Free COOH-tethered layered Co(ii) framework and flexible composite as a size-reliant, tandem and robust catalyst for mild and scalable synthesis of bioactive molecules

Abstract

Pore-functionalization in metal–organic frameworks (MOFs) through the immobilization of free carboxylic sites offers a promising strategy for designing high-performance materials with potential applications, including selective and benign chemical transformations. However, this feat is tricky because of their extreme tendency to coordinate with the concerned metal ions. Herein, we developed a layer-stacked and thermo-chemically stable two-dimensional MOF, encompassing flanked carboxylic acid and [Co₂(COO)₄] unit-decked porous channel, using a mixed-ligand approach. The guest-free structure serves as a one-of-a-kind superior heterogeneous catalyst for tricomponent Knoevenagel–Michael condensation, yielding a multitude of 2-amino-3-cyano-4H-pyrans with low catalyst loading, short duration and mild temperature compared to the majority of reported materials. The role of Lewis and Brønsted acidic sites in the MOF catalyst is comprehensively supported by control experiments, analyte-induced emission articulation, inferior activity of a task-specific site-truncated iso-skeletal framework, and density-functional theory results. Importantly, the MOF demonstrated the first-ever deacetalization multi-component reaction (MCR) with admirable and recyclable conversion under relatively green conditions.
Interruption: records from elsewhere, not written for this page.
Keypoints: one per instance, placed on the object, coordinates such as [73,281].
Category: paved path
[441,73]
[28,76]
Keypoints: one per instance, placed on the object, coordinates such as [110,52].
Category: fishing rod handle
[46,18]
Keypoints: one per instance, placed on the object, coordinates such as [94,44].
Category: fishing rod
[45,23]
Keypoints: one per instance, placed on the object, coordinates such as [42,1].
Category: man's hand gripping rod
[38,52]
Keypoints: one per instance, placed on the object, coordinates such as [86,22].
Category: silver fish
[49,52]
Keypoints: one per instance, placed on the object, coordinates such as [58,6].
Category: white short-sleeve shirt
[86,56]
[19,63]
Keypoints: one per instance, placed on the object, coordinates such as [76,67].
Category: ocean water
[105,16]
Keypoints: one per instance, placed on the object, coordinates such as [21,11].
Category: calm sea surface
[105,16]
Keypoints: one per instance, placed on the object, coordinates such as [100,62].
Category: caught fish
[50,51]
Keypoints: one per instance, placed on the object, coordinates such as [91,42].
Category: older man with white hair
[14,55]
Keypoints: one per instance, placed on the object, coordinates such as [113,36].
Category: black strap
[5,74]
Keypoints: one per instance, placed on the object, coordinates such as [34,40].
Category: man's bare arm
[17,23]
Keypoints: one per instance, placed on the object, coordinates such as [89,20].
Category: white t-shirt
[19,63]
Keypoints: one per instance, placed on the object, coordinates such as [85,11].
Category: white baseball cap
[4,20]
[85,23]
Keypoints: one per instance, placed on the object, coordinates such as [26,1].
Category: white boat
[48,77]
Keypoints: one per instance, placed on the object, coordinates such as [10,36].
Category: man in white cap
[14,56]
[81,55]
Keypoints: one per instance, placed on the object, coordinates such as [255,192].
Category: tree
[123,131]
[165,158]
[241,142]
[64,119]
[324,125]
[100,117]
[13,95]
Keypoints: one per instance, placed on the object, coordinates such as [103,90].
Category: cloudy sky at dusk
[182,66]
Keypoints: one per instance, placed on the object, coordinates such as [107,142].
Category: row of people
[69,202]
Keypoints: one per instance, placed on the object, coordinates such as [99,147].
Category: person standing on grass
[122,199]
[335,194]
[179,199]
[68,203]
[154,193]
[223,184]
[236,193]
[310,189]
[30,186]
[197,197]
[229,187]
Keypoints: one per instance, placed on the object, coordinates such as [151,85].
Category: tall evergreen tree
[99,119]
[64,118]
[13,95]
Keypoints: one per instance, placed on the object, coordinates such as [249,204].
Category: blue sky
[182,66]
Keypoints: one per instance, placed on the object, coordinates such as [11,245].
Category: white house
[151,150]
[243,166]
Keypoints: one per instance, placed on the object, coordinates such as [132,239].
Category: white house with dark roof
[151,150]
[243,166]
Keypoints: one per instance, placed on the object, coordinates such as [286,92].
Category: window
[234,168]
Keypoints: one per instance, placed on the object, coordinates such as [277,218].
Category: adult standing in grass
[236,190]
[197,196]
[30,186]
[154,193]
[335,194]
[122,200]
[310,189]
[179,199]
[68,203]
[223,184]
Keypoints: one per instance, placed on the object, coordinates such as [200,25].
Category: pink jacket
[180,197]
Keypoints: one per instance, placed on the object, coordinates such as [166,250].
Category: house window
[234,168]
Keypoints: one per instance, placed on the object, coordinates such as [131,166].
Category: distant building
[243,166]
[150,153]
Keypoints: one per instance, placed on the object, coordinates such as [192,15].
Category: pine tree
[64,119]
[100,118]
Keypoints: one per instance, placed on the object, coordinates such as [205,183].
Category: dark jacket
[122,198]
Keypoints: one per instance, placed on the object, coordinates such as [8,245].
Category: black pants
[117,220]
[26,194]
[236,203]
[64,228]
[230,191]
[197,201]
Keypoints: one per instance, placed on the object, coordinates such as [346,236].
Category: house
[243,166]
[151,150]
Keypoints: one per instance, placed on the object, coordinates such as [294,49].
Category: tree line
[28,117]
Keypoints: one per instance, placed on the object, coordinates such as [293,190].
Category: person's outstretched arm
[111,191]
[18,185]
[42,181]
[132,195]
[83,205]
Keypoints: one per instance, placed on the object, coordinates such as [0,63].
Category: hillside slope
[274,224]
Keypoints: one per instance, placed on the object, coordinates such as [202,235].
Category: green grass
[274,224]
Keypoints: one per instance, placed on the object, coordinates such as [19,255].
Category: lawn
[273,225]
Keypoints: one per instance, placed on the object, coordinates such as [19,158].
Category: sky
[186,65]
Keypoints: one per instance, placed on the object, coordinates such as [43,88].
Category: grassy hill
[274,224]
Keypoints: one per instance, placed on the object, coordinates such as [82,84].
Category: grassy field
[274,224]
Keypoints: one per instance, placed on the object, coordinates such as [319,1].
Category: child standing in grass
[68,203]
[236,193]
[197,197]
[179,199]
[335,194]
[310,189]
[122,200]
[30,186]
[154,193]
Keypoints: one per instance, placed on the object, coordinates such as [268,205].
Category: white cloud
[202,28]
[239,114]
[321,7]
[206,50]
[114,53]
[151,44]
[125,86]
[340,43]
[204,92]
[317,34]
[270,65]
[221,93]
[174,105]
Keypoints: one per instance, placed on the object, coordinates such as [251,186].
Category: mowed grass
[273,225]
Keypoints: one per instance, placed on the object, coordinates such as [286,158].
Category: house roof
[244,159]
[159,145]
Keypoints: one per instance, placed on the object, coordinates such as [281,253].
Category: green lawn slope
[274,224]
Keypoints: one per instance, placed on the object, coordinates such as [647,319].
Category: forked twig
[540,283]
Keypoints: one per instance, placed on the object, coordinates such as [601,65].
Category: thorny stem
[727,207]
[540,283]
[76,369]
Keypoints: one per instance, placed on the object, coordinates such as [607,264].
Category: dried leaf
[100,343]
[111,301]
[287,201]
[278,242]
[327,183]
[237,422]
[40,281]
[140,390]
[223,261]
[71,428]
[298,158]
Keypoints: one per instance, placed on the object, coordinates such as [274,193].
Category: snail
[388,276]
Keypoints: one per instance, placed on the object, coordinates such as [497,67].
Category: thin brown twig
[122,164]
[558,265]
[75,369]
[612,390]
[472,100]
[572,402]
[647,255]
Besides covering twenty-two electronically diverse substrates, the MOF can synthesize nine bioactive pyrans with excellent yield and gram scale. Notably, fifteen 4H-pyrans are first-time characterized in their purest forms via X-ray crystallography besides other spectro-analytical studies. Larger-sized substrates failed to diffuse inside MOF's micropores and illustrate unprecedented molecular-dimension-mediated MCR. The in situ-grafted MOF inside melamine-foam (MF) yielded a reconfigurable composite that promotes this one-pot reaction with similar activity and reusability to that of the sole MOF and demarcates a paradigm shift toward cutting-edge sustainable catalysis over a practical platform.